Question: When was that (time)?
Kamahiai: That was the time after Lord George Paulet.
Question: Were you an eye witness at the time of granting by Kinau?
Kamahiai: I am not an eye witness. They (these people) were the only ones.
Question: When was a fence put up between their (two) properties?
Makaloa: During Kinau's life time, that is the first I had known.
Question: What did you know at that time?
Makaloa: Napahi is a cousin and Weloula was a man who did bad things. He was full of evil doings that we felt that he should be expelled or we would leave and let him have the place. When Napahi came down here to the fort and M. Kekuanaoa advised that the property be divided between Napahi and Weloula. Napahi asked M. Kekuanaoa to find "this man of yours" a place and be separated. M. Kekuanaoa thought it would be better to enclose each lot equally and Napahi agreed to do this. When this began to be started Weloula came to apologize to Napahi and the property was left as is to this time.

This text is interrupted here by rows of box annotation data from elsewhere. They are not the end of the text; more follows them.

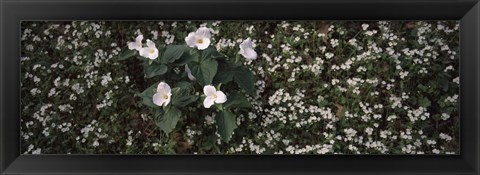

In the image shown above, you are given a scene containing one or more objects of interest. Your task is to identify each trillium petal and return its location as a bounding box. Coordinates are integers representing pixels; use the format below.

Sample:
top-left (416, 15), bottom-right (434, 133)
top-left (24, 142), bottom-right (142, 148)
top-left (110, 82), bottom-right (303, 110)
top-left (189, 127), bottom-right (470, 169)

top-left (157, 82), bottom-right (171, 94)
top-left (203, 97), bottom-right (215, 108)
top-left (147, 39), bottom-right (156, 49)
top-left (148, 48), bottom-right (158, 60)
top-left (185, 64), bottom-right (196, 81)
top-left (164, 93), bottom-right (172, 106)
top-left (196, 38), bottom-right (210, 50)
top-left (135, 35), bottom-right (143, 44)
top-left (203, 85), bottom-right (217, 98)
top-left (195, 27), bottom-right (212, 39)
top-left (128, 42), bottom-right (137, 50)
top-left (242, 48), bottom-right (257, 60)
top-left (153, 93), bottom-right (170, 106)
top-left (185, 32), bottom-right (196, 47)
top-left (240, 38), bottom-right (253, 49)
top-left (215, 91), bottom-right (227, 103)
top-left (139, 47), bottom-right (150, 57)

June 16 was agreed upon as the date M. Kekuanaoa will be a witness for the property of Napahi and which would be the last of the testimonies. The final approval will be by the board of land titles when the proper time comes.
Page 59 & 60 [sic]
No. 22, G. Kauwaina, Claim of Napahi No. 66, Office of the Board of Commissioners Who Quiet Land Titles, Kauwila House, June 16, 1846
Governor M. Kekuanaoa's sworn testimony:
J. Napahi came and told me about his problem with Weloula. He related about Weloula's liquor drinking and prostitution. Weloula was summoned, at which time the complaint was explained to him and a favorable proposal was presented to him. I advised him to separate the property between the two of them and Napahi is still living on the lot just as I had divided (it) but for Kauwaina, I do not know about him.